In my city of Boston, life expectancy in the wealthy, mostly white neighborhood of Back Bay approaches 92 years. Just two miles away, in the low-income, mostly Black community of Roxbury, life expectancy is barely 69 years. That’s a 23-year difference in life expectancy in neighborhoods separated by just a few stops on public transit. Similar disparities exist across America.
True reparations would eradicate these differences, enabling millions of Black citizens to achieve — and contribute to society — their full potential. As my friend and colleague Mary Bassett, the former health commissioner of New York State, has written: “Until racism no longer drives negative effects on the health and length of a Black person’s life, equity remains theoretical.”

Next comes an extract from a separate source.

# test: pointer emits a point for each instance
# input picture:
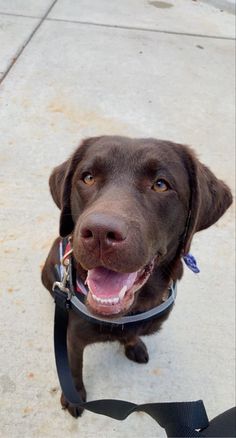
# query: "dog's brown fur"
(157, 225)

The last time the U.S. paid reparations in the context of slavery, we got it horribly wrong. In 1862, about nine months before national emancipation would take effect, President Abraham Lincoln signed a bill ending slavery in Washington, D.C. The bill included reparations — for the slave owners — who could claim up to $300 in compensation for every man, woman and child they freed from bondage.
The reparations lifted up the oppressors. Not the oppressed.
We now have an opportunity to right this and so many other grievous wrongs by deploying reparations designed to compensate Black Americans for centuries of systemic human rights violations that cost them wealth, health, and opportunity.
The great poet Langston Hughes asked, “What happens to a dream deferred?” The answer is evident in the deep inequities that scar and stain our nation. Building a society with health, dignity and justice for every member is our great unfinished task. Let’s work toward repair. Let’s invest in equity. We all stand to benefit.
Michelle A. Williams is dean of the Faculty at the Harvard T.H. Chan School of Public Health.